Para Norte, esses vales silenciosos mas cheios de vida que cercam os serros de Ferreira e Mogrão, de Meles, que cavam vistas abruptas entre as Arcas, os Vilarinhos do Monte e de Agrochão, que se dirigem a Nozelos e ao Tuela onde Argana, Vila Nova da Rainha, Fornos de Ledra e Lamalonga testemunham os velhos itinerários de que a história, a História, também passou por aqui, a falar latim e a falar idiomas arcaicos.

É um crime que se desconheça o nosso concelho! É um crime cultural conhecer Peredo só pela estrada nacional, ir ao Lombo e não sair da aldeia, passar em Castro Roupal, em Vinhas, em Salselas ou em Valdrez e nem perguntar ao menos porque é que aquelas terras terão tal nome, de que é que viviam os que dantes nelas fizeram as suas primeiras paredes. Que é que lhes fica à volta? E se então os nossos dias nos levarem a Talhas, a Lagoa, a Gralhós, a Bagueixe, a Talhinhas, aí temos um mundo a descobrir que nada deixa a desejar de tantos sítios bem longe que vemos na televisão. Os velhos caminhos entre as povoações não nos levam só a destinos desconhecidos: levam-nos até ao destino certo de uma aventura.

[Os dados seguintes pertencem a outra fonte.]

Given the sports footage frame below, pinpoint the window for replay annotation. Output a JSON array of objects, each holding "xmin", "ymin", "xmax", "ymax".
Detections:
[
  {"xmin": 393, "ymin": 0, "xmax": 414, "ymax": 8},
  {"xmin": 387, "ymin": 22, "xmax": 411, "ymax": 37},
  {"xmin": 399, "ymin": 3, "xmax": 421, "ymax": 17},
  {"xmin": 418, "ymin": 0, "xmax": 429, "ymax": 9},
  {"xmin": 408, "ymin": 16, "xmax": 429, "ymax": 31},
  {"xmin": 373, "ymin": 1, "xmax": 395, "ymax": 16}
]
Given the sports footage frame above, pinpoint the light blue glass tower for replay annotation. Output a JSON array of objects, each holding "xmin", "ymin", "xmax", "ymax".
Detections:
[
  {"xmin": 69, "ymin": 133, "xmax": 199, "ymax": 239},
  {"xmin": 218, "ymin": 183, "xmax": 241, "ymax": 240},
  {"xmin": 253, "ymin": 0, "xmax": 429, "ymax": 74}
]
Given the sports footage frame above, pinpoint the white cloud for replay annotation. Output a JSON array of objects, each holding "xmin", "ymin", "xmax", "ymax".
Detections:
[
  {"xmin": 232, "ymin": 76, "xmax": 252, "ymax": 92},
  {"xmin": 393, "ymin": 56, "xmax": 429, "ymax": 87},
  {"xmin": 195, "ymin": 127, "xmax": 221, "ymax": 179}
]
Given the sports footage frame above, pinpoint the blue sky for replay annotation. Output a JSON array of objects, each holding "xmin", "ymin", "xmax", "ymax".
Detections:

E se nos vendassem os olhos e só no-los destapassem nalguns pontos da Ribeira de Vilalva (ou ribeira de Vale de Moinhos) ou nas encostas sobre o Sabor, então diríamos que fora mágico o tempo decorrido no breve espaço em que nos tinham levado até ao cenário de capítulos de um livro de cortar a respiração! Quem não tiver ido aos Castelos, a Talhas ou em Lagoa, e não tiver estado um bocado em silêncio e respeito, a olhar a água lá em baixo, não sabe de todo de que a nossa terra também é feita de algo arrebatador e que nos cala.


Para o próximo mês continuaremos a descer o Azibo. Mas pensemos desde já em conhecer o resto – e o resto é muito mais! E para os que passam a sua vida na cidade, entre Macedo e Travanca ou nas aldeias mais perto, todos estes destinos a minutos de casa valem por muitos a horas de voo! Podem crer.



Manuel Cardoso



(artigo número 10 da série sobre o rio Azibo que foi publicada em 2010-2011 no jornal O Comércio de Macedo).